Soudain, le déni se tait. On parle de mutations nécessaires, on dit que l’impensable est devenu pensable. On parle même d’urgence, de compte à rebours. Les politiques, les écologistes, les économistes, les intellectuels parlent de tout, tout le temps, dans les grands journaux, sauf les artistes : grand silence des artistes, alors que le monde artistique est devenu chaotique bien avant cette pandémie, depuis des décades. Le binôme « Market art » spéculatif et « n’importe quoi est art » capricieux y font leurs délices. Les grands journaux pensent donc sans doute que les artistes ne méritent pas qu’on leur donne la parole, ou qu’ils n’ont rien d’important à dire. Cela m’a fâché. Les artistes ont pu prendre conscience depuis longtemps de la perte de sens, de valeurs humaines, de responsabilité, dans laquelle nous tournions en rond comme dans un labyrinthe sans issue. Un manifeste naît dans un moment de saturation de la pensée conformiste en perte de légitimité. C’est une protestation vitale, d’appel à la divergence pour sortir de l’impasse avec de nouvelles valeurs, de nouveaux objectifs correspondant aux exigences d’une nouvelle image du monde. La déclaration publique du manifeste s’est imposée à moi pour prendre dans l’urgence mon droit de parole publique.
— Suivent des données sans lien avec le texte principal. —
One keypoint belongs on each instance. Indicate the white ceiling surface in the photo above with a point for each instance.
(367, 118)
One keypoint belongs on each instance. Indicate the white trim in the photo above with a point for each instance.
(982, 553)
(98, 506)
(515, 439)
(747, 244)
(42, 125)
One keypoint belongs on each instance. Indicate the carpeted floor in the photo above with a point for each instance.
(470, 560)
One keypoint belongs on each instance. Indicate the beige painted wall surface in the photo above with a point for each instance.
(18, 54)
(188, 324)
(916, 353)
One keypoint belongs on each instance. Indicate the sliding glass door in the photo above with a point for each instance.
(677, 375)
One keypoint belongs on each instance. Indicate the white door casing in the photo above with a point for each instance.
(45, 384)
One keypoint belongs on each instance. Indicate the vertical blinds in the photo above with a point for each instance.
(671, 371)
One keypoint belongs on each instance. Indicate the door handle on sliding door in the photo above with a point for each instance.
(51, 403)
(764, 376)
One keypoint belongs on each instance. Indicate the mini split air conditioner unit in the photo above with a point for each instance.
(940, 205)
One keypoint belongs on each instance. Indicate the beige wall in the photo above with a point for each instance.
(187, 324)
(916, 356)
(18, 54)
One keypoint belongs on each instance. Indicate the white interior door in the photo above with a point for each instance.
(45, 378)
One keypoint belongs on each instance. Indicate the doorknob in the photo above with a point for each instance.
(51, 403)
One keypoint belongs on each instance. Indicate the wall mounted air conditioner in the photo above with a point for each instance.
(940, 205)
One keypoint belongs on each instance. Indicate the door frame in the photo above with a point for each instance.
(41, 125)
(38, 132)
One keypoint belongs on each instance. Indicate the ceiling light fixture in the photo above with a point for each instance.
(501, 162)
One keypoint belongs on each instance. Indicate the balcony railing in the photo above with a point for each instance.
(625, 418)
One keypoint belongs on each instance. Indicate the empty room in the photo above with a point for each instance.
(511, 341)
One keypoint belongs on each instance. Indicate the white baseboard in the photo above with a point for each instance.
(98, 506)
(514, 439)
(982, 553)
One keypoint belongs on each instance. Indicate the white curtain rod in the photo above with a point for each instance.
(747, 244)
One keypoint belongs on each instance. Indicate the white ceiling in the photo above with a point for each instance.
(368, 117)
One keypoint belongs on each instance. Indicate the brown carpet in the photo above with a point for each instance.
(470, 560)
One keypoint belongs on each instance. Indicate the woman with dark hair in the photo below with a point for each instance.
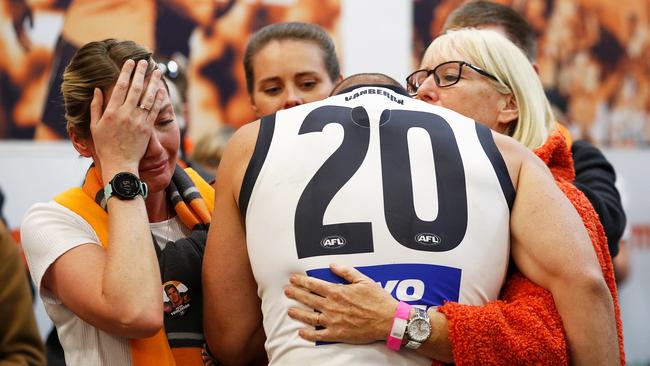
(100, 253)
(288, 64)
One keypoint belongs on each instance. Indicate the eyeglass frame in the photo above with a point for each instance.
(436, 79)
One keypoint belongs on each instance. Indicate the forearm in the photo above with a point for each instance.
(587, 313)
(238, 351)
(131, 280)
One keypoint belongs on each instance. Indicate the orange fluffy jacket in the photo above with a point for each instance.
(523, 327)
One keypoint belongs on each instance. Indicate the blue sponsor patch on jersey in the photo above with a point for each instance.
(417, 284)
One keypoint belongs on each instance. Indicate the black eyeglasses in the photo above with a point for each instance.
(446, 74)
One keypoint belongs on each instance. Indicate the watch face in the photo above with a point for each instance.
(419, 330)
(126, 185)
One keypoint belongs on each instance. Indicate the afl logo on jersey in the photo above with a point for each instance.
(333, 242)
(428, 239)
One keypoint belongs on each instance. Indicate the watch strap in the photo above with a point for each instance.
(394, 340)
(143, 189)
(419, 314)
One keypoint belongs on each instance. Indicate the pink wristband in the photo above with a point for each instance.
(396, 334)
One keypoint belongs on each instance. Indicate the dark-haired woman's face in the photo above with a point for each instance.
(288, 73)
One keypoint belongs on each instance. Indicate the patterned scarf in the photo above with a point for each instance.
(180, 264)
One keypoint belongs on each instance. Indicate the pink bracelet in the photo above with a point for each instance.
(396, 334)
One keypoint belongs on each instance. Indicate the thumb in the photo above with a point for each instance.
(350, 274)
(96, 107)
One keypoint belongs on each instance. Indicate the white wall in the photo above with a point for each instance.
(377, 37)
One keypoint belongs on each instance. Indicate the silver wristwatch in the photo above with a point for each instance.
(418, 329)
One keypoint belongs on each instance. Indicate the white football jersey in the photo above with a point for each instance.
(415, 196)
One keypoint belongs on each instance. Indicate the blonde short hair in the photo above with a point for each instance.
(497, 55)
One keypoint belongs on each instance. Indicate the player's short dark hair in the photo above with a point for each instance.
(296, 31)
(481, 13)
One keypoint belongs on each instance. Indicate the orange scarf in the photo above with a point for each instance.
(193, 201)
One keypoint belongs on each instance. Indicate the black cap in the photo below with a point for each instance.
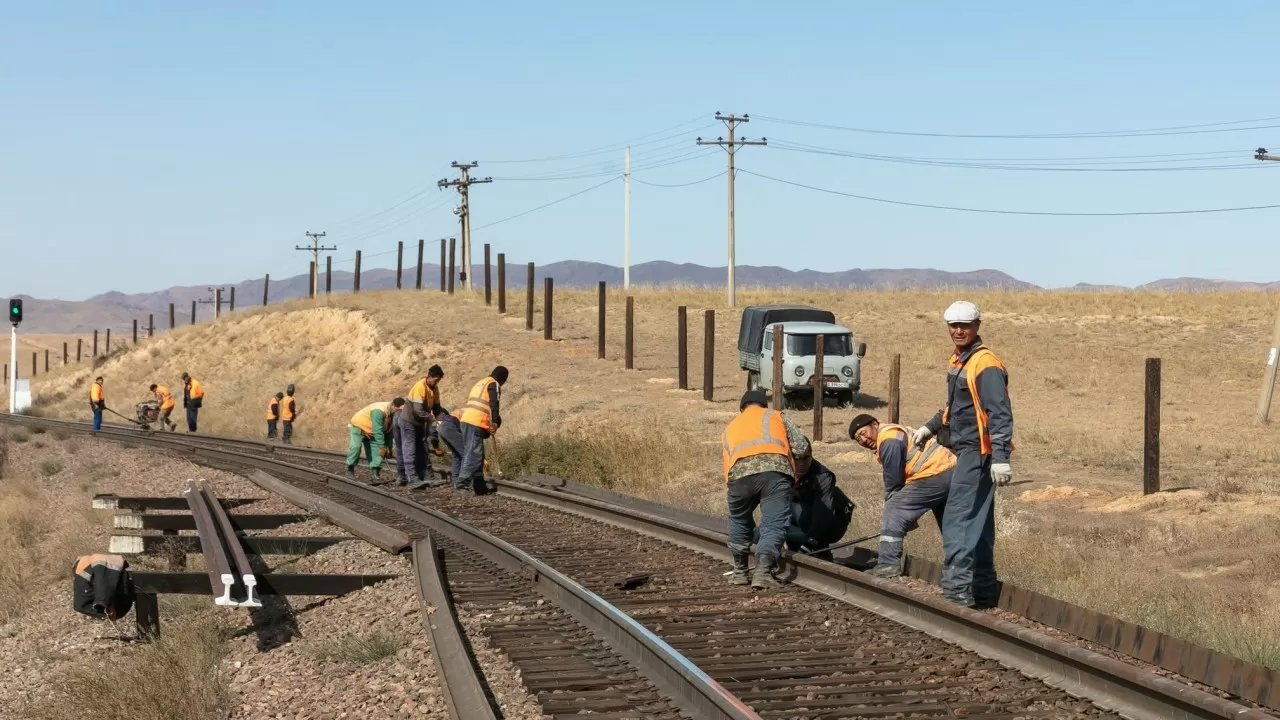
(499, 374)
(753, 397)
(859, 423)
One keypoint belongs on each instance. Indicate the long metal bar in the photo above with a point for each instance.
(464, 689)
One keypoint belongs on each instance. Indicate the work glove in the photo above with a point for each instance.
(922, 436)
(1001, 473)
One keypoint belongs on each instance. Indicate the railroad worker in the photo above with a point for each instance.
(96, 402)
(819, 510)
(415, 425)
(977, 423)
(273, 414)
(288, 413)
(165, 399)
(917, 481)
(759, 450)
(370, 428)
(479, 418)
(192, 399)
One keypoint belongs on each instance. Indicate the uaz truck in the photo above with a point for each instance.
(800, 326)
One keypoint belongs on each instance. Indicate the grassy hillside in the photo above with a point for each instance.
(1201, 561)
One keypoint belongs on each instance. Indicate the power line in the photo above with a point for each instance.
(995, 212)
(1143, 132)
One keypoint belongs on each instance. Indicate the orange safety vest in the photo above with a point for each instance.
(924, 463)
(978, 361)
(164, 396)
(755, 431)
(365, 418)
(475, 410)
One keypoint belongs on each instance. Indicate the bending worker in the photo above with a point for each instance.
(371, 429)
(977, 423)
(273, 414)
(917, 481)
(288, 413)
(759, 451)
(414, 425)
(192, 397)
(96, 402)
(478, 419)
(165, 399)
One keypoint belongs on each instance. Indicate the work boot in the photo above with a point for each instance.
(885, 572)
(763, 575)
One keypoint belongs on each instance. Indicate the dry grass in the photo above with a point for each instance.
(1077, 377)
(176, 678)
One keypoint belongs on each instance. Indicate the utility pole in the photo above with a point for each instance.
(731, 145)
(464, 212)
(1269, 376)
(315, 247)
(626, 219)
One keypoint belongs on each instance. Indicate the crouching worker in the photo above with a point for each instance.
(917, 481)
(371, 429)
(759, 451)
(101, 586)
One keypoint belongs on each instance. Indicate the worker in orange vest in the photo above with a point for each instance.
(917, 481)
(478, 419)
(759, 450)
(977, 423)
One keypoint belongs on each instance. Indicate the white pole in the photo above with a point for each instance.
(626, 219)
(13, 370)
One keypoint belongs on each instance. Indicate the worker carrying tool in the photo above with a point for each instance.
(165, 399)
(415, 425)
(819, 511)
(371, 429)
(100, 586)
(917, 481)
(288, 413)
(273, 414)
(96, 402)
(479, 418)
(759, 452)
(192, 399)
(977, 423)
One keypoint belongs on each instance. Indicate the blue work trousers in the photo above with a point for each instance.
(969, 532)
(771, 492)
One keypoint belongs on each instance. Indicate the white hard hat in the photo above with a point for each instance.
(961, 311)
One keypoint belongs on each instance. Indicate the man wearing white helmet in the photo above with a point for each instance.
(977, 423)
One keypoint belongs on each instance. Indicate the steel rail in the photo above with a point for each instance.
(1111, 683)
(464, 689)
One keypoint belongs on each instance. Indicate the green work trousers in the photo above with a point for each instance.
(359, 440)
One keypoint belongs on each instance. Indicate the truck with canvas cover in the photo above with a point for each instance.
(801, 326)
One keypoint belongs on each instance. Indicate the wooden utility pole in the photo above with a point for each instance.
(464, 212)
(315, 247)
(731, 146)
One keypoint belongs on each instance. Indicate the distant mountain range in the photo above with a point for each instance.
(118, 310)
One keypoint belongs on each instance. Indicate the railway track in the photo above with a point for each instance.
(856, 647)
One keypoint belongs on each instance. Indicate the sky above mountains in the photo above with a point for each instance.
(160, 145)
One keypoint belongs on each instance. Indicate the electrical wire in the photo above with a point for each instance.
(996, 212)
(1143, 132)
(547, 204)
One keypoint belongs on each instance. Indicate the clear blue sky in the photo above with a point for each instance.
(154, 144)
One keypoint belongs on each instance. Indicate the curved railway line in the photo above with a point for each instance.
(617, 609)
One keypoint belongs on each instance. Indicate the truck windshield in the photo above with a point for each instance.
(805, 345)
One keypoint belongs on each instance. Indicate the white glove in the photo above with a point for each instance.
(1001, 473)
(922, 436)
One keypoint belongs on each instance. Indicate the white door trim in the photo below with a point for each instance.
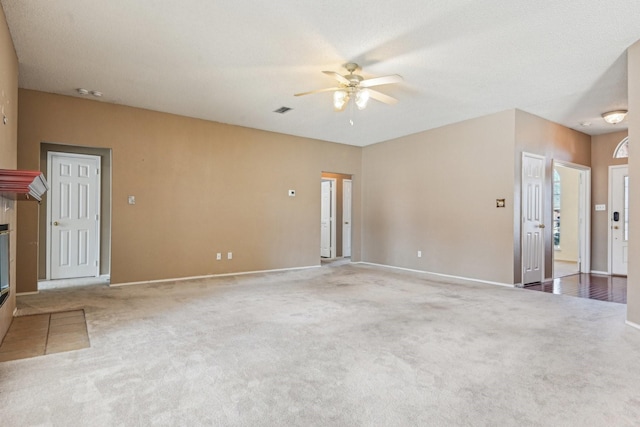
(609, 219)
(50, 156)
(585, 214)
(332, 221)
(347, 238)
(523, 193)
(334, 184)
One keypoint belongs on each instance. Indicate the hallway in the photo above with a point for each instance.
(593, 286)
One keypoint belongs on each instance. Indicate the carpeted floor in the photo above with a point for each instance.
(346, 346)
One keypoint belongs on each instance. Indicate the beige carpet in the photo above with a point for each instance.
(345, 346)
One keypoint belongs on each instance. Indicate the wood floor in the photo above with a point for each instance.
(593, 286)
(40, 334)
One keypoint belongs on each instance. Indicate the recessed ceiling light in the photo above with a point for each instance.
(282, 110)
(614, 117)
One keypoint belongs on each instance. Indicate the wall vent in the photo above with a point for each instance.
(282, 110)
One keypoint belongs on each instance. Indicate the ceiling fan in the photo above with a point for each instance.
(354, 85)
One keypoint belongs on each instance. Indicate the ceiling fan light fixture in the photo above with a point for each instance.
(362, 98)
(340, 99)
(614, 117)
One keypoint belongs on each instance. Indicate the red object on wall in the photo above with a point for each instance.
(30, 185)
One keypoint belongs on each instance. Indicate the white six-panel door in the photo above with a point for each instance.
(325, 219)
(619, 224)
(346, 217)
(74, 222)
(533, 169)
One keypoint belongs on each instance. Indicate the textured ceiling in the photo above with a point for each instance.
(236, 61)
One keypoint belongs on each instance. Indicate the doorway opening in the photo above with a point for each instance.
(571, 220)
(335, 217)
(618, 219)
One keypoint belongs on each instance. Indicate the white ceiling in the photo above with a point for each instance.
(236, 61)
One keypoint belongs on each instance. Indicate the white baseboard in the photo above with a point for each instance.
(632, 324)
(19, 294)
(604, 273)
(211, 276)
(448, 276)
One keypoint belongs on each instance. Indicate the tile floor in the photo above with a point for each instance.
(593, 286)
(40, 334)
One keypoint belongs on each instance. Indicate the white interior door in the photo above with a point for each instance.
(346, 217)
(325, 220)
(619, 218)
(533, 169)
(74, 222)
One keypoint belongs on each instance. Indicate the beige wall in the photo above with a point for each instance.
(436, 191)
(602, 148)
(633, 281)
(569, 215)
(201, 188)
(555, 142)
(8, 144)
Pouvez-vous préciser ce que vous entendez par « nouveaux engagements artistiques » ?

Mon manifeste les expose synthétiquement ; ces engagements constituent un changement de posture de l’art dans sa fonction sociale. Le temps est passé du ronronnement ou des folies esthétiques aujourd’hui épuisées. C’est l’éthique qui s’impose. Ce que j’appelle le « market art » instrumentalisé cyniquement par le capitalisme libéral n’a plus de sens autre que spéculatif. Une marchandise, piètre chant du cygne d’un monde qui a implosé. Le drame capitaliste a tourné à la tragédie humaine apocalyptique, où l’argent même, dont nous avions fait une religion, s’évapore par centaines de milliards. Face au chaos planétaire, l’art doit se réinventer selon des questionnements philosophiques sur le sens de notre aventure humaine, moins sur notre « image du monde » aujourd’hui brisée, que sur le changement en accélération, et donc sur la direction à prendre pour construire une nouvelle image du monde, à laquelle l’humanité puisse aspirer, qui puisse nous réunir.

Vous écrivez que « la spirale verticale des philosophes postmodernes a perdu toute crédibilité », qu’entendez-vous par-là ?

Les désenchanteurs, déhumanistes postmodernes ne croyaient plus à la flèche du temps, parce que nous avons décrédibilisé le mythe du progrès linéaire dans des génocides monstrueux. Ils croient donc que l’humanité change, certes, mais en faisant du surplace quant au progrès. Ils ont remplacé la flèche du temps par la métaphore de la spirale, qui monte en puissance ou descend. Nous serions donc actuellement en décadence. D’où la crise.  Alors que nous sommes retombés dans le chaos, je suis de ceux qui croient donc encore et plus que jamais à la nécessité du progrès humain collectif, fusse-t-il utopique, pour nous en sortir.

Vous exhortez à « repenser l’art et la société » et à donner « un sens à l’art » ainsi qu’« un art au sens », la voie que vous tracez est celle de l’hyperhumanisme et de l’art philosophique. Comment pensez-vous qu’un tel programme puisse être mis en application ?

C’est une utopie. Nous ne pouvons pas vivre sans mythe, fusse-t-il Dieu, le capitalisme ou la technoscience. Mais contrairement aux fabulations trans- et posthumanistes, ou néolibérales, l’hyperhumanisme et l’éthique planétaire ne présentent aucun danger. Ils sont utopiques, certes, mais prennent en compte la fragilité humaine et celle de la nature et proposent à l’humanité de progresser vers son accomplissement, vers une transcendance humaine, plutôt que célébrer son obsolescence biologique.

Vous sentez le monde à un point de bascule mais ne cédez pas à la tentation du catastrophisme. Avec vous, il existe toujours une issue meilleure qu’une autre. D’où tenez-vous cette croyance en l’Homme ?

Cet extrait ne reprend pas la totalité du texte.